2022年06月25日公開
千葉県市原市にある『つり堀センター・市原園』では、一年を通してタナゴ釣りが出来る。“タナゴフリーク”にとっては、誠にありがたい釣り場だ。コイの釣り堀として営業していたが、数年前からタナゴも釣れると分かり、地元のファンが通っていた。今では池の中はほとんどがタナゴ。たまにコイの姿を見かける程度。とにかくタナゴがたくさん釣れるので、初心者からベテランまで楽しめる。
台風被害で食堂は廃業
以前は食堂も併設されていて、一日楽しむには丁度良い環境だったのだが、2019年9月の台風15号と19号により甚大な被害を受け、食堂は廃業となってしまった。幸い池は無事で、オーナーの関澄子さんのご厚意で釣り堀を続けてもらえることになった。里山のホソ(農業用水路)などタナゴが釣れるポイントも護岸や農薬の影響で年々少なくなっている中、嬉しい限りである。
今回、同行をお願いしたのは当方が釣りの師匠と仰ぐ、古山輝男さん(72)=元JGFA(ジャパンゲームフィッシュ協会)常任理事、シーバスフィッシングのパイオニアでチーム“レッドヘッダーズ”初代リーダー、江戸前小物釣りにも精通=。師匠が経営するJR外房線・本千葉駅近くの食堂の昼食時間が終わる午後1時過ぎに釣り場へ向かった。
“世界最小”の釣り物!
“世界最小”の釣りの対象魚と言われるタナゴ。魅力の一つに、道具がコンパクトに纏められ、思い立ったら“合切箱”ひとつを持っていけばよい。さらに工夫すれば竿、仕掛け、ハリ、餌、小道具などが縦15cm、横7cm位の“合切袋”に収まり、スーツのポケットでも十分持ち運べる。当方の知り合いにも出張先へ持って行き、日本全国でタナゴ釣りを楽しんでいる御仁もいる。

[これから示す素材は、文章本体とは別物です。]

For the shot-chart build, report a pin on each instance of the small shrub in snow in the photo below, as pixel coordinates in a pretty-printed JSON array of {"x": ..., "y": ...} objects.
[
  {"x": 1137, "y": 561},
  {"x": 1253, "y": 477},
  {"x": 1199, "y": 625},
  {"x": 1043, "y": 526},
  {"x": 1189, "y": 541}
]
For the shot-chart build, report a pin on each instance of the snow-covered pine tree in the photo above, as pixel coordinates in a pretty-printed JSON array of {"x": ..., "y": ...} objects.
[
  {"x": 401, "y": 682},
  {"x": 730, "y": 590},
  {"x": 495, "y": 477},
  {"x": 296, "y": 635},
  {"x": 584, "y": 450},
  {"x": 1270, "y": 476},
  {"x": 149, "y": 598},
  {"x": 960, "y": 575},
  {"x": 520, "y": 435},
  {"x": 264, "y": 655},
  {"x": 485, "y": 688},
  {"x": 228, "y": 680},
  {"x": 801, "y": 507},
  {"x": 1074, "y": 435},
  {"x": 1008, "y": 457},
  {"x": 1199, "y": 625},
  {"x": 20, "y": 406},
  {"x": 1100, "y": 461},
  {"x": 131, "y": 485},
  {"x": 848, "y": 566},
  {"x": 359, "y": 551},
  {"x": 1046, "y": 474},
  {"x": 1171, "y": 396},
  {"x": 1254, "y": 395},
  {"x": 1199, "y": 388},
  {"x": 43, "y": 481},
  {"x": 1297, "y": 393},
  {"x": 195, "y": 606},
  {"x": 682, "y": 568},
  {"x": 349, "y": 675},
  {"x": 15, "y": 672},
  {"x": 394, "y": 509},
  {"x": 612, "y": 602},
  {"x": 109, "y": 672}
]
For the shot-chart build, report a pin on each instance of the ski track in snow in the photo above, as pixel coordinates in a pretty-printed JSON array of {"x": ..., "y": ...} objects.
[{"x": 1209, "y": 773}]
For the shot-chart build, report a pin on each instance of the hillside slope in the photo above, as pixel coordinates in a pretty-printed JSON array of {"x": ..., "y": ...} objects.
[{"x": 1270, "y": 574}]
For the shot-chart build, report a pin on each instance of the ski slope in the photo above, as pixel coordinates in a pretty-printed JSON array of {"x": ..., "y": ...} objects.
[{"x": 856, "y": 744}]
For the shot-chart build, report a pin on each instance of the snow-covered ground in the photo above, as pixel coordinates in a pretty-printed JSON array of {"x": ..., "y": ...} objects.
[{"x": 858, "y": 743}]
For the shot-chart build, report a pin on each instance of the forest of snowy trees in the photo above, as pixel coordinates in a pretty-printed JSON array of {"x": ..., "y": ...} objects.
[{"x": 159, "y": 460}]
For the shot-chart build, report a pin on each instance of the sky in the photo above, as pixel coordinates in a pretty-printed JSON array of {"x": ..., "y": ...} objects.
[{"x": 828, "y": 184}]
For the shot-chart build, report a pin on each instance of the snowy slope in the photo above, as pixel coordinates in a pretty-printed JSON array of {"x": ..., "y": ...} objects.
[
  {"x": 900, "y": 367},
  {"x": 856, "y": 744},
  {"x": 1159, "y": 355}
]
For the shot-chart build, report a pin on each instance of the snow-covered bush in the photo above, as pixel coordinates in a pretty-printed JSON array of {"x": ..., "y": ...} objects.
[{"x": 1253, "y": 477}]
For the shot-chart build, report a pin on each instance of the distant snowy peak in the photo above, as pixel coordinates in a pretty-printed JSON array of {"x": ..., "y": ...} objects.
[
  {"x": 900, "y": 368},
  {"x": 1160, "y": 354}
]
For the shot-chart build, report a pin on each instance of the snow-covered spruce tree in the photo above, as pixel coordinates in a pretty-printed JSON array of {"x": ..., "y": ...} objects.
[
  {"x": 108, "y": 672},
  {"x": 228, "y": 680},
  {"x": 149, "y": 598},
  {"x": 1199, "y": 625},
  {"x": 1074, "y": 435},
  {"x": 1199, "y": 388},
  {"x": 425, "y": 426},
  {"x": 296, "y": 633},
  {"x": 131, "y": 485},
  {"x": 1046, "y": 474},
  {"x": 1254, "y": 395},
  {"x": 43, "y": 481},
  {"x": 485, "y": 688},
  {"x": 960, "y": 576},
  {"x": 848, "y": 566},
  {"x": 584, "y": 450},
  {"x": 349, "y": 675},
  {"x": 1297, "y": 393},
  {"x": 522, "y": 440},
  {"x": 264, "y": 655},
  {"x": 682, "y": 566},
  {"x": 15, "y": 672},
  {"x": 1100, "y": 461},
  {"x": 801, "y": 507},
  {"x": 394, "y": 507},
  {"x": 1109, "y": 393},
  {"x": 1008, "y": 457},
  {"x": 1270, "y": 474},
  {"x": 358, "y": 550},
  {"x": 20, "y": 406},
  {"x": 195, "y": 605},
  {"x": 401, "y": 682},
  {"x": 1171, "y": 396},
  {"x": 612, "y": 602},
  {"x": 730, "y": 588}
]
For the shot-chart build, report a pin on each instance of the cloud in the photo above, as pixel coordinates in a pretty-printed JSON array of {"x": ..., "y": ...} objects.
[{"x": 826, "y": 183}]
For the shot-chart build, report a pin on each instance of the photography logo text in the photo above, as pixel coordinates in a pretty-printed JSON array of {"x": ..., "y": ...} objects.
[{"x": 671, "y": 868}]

『市原園』では40~80cmの和竿を使う。冬場など水量が多く、底近くを狙いたい時は120cmを使うこともある。仕掛けは市販品で、竿の長さに合わせて0.2~0.3号のハリスに親ウキの下にシモリウキ数個が付いたものが好適。餌は“タナゴグルテン”。師匠は玉虫(イラガの幼虫)の腸を餌付けしていた。最近は見かけなくなった蓑虫でも釣れるそうだ。ウキとオモリのバランスは、自宅でペットボトルに水を入れ調整しておくとよい。水中にゆっくりと沈み、餌がなくなると“ゼロバランス”になる感覚が当方の好みである。
初心者から上級者まで楽しめる“タナゴ道場”!
まずは1投目。グルテンを多めに付け、タナゴにアピールする。これを繰り返して行うと段々と集まってきて、ヒラを打つタナゴの姿を目視できるようになった。こうなればしめたもの。餌をハリ先に小さく丸め込み打ち込むと中型サイズのオカメ(タイリクバラタナゴ)が顔を見せてくれた。

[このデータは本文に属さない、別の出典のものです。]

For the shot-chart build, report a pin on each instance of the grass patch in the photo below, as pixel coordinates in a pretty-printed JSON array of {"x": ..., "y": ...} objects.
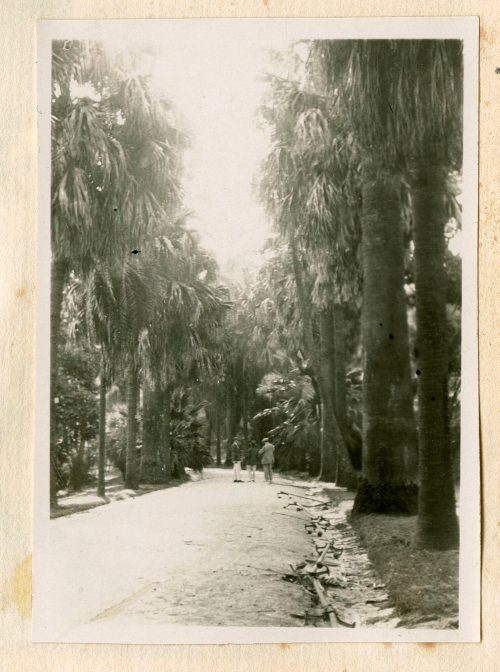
[{"x": 423, "y": 585}]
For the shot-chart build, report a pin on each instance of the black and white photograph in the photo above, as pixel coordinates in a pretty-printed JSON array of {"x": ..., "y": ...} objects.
[{"x": 257, "y": 401}]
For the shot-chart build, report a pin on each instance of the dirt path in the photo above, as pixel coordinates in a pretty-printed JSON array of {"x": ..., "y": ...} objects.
[{"x": 205, "y": 553}]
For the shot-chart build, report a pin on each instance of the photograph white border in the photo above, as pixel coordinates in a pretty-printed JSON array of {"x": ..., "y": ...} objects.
[{"x": 453, "y": 27}]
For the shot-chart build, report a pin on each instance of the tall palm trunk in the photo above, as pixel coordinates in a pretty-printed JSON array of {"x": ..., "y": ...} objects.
[
  {"x": 388, "y": 424},
  {"x": 218, "y": 432},
  {"x": 131, "y": 470},
  {"x": 333, "y": 446},
  {"x": 437, "y": 518},
  {"x": 149, "y": 435},
  {"x": 326, "y": 381},
  {"x": 58, "y": 276},
  {"x": 101, "y": 460},
  {"x": 339, "y": 340},
  {"x": 164, "y": 438},
  {"x": 230, "y": 420}
]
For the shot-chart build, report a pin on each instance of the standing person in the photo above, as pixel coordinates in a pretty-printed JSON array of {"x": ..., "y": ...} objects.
[
  {"x": 267, "y": 452},
  {"x": 251, "y": 459},
  {"x": 236, "y": 457}
]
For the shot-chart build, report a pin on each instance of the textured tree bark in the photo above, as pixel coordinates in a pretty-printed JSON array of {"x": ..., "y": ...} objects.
[
  {"x": 326, "y": 382},
  {"x": 218, "y": 432},
  {"x": 230, "y": 420},
  {"x": 339, "y": 339},
  {"x": 331, "y": 436},
  {"x": 131, "y": 470},
  {"x": 149, "y": 463},
  {"x": 389, "y": 435},
  {"x": 164, "y": 438},
  {"x": 437, "y": 518},
  {"x": 58, "y": 277},
  {"x": 101, "y": 460}
]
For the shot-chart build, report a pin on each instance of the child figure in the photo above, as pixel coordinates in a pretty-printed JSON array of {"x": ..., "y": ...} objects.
[{"x": 251, "y": 459}]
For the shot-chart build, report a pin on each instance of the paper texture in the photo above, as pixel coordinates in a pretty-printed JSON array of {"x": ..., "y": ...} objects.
[{"x": 17, "y": 338}]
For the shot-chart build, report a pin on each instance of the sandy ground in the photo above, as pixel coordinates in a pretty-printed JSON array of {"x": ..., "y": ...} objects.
[{"x": 207, "y": 553}]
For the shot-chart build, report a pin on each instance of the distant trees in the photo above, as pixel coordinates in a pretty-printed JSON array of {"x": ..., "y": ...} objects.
[
  {"x": 319, "y": 350},
  {"x": 357, "y": 182},
  {"x": 146, "y": 295}
]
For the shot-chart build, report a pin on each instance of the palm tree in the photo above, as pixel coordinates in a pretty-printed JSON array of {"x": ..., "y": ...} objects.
[
  {"x": 358, "y": 74},
  {"x": 300, "y": 185},
  {"x": 115, "y": 165},
  {"x": 182, "y": 331},
  {"x": 434, "y": 152}
]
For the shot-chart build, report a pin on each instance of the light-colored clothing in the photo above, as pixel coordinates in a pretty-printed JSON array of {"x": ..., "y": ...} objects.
[
  {"x": 251, "y": 454},
  {"x": 267, "y": 452},
  {"x": 235, "y": 452},
  {"x": 268, "y": 472}
]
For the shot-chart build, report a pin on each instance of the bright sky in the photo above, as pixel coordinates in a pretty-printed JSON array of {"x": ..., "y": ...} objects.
[{"x": 217, "y": 87}]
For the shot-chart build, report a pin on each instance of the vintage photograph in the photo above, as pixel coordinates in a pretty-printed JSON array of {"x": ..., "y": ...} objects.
[{"x": 257, "y": 376}]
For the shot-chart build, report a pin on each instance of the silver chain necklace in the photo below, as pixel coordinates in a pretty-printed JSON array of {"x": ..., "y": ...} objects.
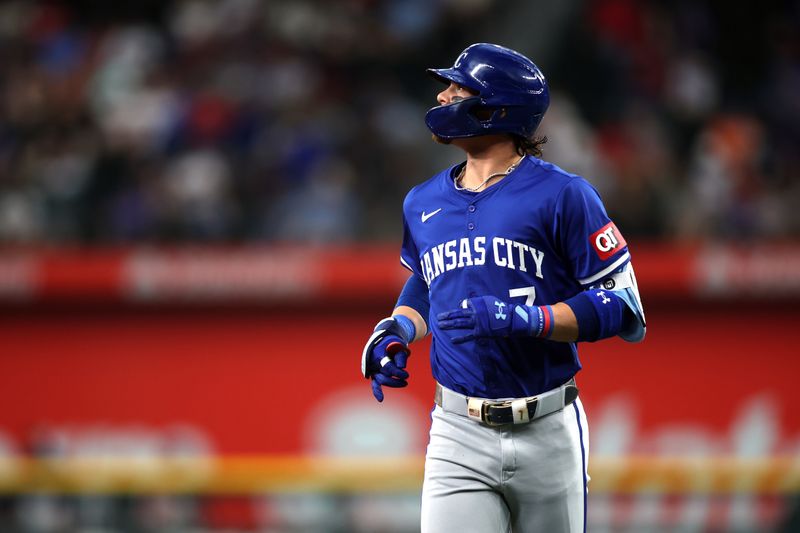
[{"x": 508, "y": 171}]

師匠は玉虫餌を使っているが、この餌を付けるのがまた難しい。ハリ先に腸を絡ませるのだが、中々上手くいかない。これを習得できれば一度の餌付けで数匹は釣れるほど餌持ちが良い。師匠が「餌付けには3年掛かると言われているよ」と、ご教示頂いた。特に真冬の“寒タナゴ”釣りに威力を発揮する。
タナゴのアタリは手元で感じることはなく、ウキの微妙な変化を見逃さないことだ。タナの位置を変えてアタリの多いところを探ってみるのも良い。最初はウキ下25cmで狙い、30分程するとごっちゃりとタナゴが集まっている。師匠が「アタリが多過ぎて仕掛けが馴染まないな!(親ウキが沈んでいかないで水面に横たわっている状態)」。ウキ下を倍の50cm近くにして早く沈む仕掛けに替えるとアタリは少ないが、少し大きめのオカメが釣れてくるようになった。逆に水面下10cmにしたところ、ヤリタナゴが釣れた。師匠に見せると「寄生虫に罹っているね」と、赤い斑点が出ていた。今までいなかったヤリタナゴ、釣ったのは初めてである。
2時間の釣果は60匹程。師匠はそれ以上を釣り上げている。春先から初冬まではとにかく釣れる。“新仔”など極小サイズの1円玉(直径2cm)以下を掛けられるようになれば上級者レベルだ。さらに寒の釣りは難しい。タナゴが見えているのに口を使ってくれない。“寒タナゴ”を攻略できるように、いろいろ試せてスキルアップ出来る“道場”が『市原園』だ。初心者からベテランまで楽しめるのでおすすめしたい。